Certa: o art. 311-A não exige dano patrimonial à Administração, mas exige a finalidade específica de beneficiar alguém ou comprometer a credibilidade do certame.
- D)é crime comum, podendo ser praticado por qualquer pessoa, mas, se praticado por funcionário público, a pena aplicar-se-á em dobro.
Errada: o crime é comum, mas não há previsão de pena em dobro se o agente for funcionário público.
- E)a ocorrência de prejuízo à Administração Pública é causa de aumento da pena.

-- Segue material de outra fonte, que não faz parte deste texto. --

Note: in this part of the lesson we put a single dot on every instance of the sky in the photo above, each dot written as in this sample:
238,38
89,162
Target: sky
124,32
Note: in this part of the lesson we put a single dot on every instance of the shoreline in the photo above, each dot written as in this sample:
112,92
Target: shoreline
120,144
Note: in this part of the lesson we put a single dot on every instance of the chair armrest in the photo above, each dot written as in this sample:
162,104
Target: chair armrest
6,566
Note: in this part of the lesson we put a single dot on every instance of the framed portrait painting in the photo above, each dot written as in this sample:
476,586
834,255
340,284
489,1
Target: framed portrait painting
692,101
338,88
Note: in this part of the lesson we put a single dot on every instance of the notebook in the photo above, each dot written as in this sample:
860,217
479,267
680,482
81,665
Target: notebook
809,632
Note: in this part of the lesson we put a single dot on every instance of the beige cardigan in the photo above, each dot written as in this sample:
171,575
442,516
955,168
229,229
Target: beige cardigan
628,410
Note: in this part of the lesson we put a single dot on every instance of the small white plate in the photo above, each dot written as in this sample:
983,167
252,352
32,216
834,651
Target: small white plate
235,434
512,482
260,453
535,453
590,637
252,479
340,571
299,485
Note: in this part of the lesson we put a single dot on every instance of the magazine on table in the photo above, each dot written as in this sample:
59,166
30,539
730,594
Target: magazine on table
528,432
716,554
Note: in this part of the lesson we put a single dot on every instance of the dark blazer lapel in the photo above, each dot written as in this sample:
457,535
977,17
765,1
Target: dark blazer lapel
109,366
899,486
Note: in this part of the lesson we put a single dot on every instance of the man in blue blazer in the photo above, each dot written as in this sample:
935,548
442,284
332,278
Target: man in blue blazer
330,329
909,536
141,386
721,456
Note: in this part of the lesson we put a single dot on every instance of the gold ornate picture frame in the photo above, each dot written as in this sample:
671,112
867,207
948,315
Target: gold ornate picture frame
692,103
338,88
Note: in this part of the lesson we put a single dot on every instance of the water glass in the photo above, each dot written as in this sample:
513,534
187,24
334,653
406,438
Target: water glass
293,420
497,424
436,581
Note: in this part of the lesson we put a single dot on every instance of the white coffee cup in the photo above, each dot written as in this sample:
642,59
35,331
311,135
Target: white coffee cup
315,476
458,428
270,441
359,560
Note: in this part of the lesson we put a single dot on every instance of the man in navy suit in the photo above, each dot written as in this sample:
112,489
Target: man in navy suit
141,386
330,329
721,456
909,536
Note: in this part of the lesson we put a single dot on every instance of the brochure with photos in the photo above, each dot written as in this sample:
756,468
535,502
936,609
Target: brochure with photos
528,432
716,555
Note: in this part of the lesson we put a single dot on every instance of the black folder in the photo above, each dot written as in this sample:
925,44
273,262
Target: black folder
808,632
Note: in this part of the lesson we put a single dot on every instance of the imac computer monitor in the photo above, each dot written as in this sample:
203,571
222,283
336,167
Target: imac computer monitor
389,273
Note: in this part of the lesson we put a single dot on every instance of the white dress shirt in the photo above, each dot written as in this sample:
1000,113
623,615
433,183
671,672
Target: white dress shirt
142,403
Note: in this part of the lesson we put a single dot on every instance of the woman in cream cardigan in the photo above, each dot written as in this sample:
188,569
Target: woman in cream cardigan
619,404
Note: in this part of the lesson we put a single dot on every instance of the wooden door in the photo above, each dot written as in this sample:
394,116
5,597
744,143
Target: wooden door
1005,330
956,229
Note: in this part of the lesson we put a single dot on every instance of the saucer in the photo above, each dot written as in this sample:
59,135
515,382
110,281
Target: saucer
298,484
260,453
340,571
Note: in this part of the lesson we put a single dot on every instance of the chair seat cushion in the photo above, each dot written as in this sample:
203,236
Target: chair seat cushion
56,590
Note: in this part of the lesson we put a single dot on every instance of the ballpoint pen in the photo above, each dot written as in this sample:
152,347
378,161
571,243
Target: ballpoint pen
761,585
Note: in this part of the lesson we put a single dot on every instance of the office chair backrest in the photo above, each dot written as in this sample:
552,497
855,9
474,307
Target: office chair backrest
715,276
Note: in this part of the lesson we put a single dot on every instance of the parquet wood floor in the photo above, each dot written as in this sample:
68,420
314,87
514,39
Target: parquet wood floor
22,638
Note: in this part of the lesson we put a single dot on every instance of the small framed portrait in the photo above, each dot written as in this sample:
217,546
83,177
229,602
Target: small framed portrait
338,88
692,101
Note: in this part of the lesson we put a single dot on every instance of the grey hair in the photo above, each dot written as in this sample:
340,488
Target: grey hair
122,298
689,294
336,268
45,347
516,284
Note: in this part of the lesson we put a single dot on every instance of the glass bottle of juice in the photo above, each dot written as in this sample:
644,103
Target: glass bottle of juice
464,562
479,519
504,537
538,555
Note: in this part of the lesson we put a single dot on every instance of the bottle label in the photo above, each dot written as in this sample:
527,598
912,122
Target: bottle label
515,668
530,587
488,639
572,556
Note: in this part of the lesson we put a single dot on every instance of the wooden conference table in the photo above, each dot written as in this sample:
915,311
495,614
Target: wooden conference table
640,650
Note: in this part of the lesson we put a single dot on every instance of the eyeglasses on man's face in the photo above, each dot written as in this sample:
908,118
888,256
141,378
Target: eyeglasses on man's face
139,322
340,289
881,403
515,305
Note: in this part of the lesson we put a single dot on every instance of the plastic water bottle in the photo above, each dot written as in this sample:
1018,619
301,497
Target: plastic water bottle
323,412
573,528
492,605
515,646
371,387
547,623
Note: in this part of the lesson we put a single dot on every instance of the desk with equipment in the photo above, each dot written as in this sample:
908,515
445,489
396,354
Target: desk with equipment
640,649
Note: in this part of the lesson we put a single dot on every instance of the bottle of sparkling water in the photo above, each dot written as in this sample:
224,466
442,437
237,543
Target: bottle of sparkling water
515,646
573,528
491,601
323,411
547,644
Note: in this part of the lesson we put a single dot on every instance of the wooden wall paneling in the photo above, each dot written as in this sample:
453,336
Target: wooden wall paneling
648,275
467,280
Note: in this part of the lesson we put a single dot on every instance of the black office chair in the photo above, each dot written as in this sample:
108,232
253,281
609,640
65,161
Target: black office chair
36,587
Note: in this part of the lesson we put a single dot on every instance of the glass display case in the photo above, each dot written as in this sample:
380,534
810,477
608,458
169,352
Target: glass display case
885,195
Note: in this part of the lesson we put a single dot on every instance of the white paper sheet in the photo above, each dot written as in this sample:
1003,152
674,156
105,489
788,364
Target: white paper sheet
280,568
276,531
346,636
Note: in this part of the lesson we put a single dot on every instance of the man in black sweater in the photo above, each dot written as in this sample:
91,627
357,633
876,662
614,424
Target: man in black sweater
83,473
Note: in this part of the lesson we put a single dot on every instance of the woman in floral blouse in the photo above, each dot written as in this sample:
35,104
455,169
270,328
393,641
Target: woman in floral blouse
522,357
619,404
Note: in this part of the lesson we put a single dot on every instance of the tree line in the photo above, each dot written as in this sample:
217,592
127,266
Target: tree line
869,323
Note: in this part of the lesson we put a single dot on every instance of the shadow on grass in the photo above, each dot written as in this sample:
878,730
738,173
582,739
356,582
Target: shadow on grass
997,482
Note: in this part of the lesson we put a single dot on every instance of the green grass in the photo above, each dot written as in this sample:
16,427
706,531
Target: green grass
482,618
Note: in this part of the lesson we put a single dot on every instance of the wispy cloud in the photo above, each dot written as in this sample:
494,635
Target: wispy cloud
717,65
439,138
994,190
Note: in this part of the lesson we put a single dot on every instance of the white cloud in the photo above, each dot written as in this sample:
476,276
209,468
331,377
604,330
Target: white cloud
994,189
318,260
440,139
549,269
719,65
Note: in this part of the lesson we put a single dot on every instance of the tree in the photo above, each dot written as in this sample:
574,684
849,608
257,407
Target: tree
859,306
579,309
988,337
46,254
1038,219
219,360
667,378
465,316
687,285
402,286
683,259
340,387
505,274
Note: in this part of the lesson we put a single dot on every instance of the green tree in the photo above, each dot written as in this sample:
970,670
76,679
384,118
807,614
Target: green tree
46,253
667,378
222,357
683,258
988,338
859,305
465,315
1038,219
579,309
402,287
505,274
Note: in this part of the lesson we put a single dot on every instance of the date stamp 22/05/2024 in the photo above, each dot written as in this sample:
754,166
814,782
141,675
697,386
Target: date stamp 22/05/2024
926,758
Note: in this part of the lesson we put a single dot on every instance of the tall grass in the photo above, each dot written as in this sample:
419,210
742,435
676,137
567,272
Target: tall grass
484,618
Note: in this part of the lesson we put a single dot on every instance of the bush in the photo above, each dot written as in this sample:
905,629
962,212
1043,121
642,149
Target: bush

Errada: prejuízo à Administração Pública não é causa de aumento prevista no art. 311-A do Código Penal.
Gabarito: C
O art. 311-A do Código Penal pune a fraude em certames de interesse público, como concursos, vestibulares e processos seletivos ligados ao Poder Público. A ideia aqui é proteger a lisura do certame e a confiança da coletividade no resultado, ou seja, a fé pública e a credibilidade do processo, não apenas o patrimônio da Administração. Por isso, não é necessário provar prejuízo patrimonial efetivo. O crime se consuma com a conduta fraudulenta descrita na lei, desde que praticada com a finalidade específica de beneficiar a si mesmo ou a outra pessoa, ou de comprometer a credibilidade do certame. É um detalhe importante: o foco está na fraude e na intenção, e não em um dano financeiro concreto. Também não existe previsão de forma culposa nesse tipo penal. A conduta é dolosa e ainda pode admitir tentativa, dependendo do caso concreto, porque a fraude pode ser interrompida antes da consumação. Então, quando a banca coloca que basta a simples prática da fraude com a finalidade indicada em lei, ela está andando na trilha correta. O gabarito é a letra C porque descreve exatamente a estrutura do tipo penal: não exige dano patrimonial à Administração Pública e exige a finalidade de beneficiar alguém ou de afetar a credibilidade do certame, como prevê o artigo 311-A do CP.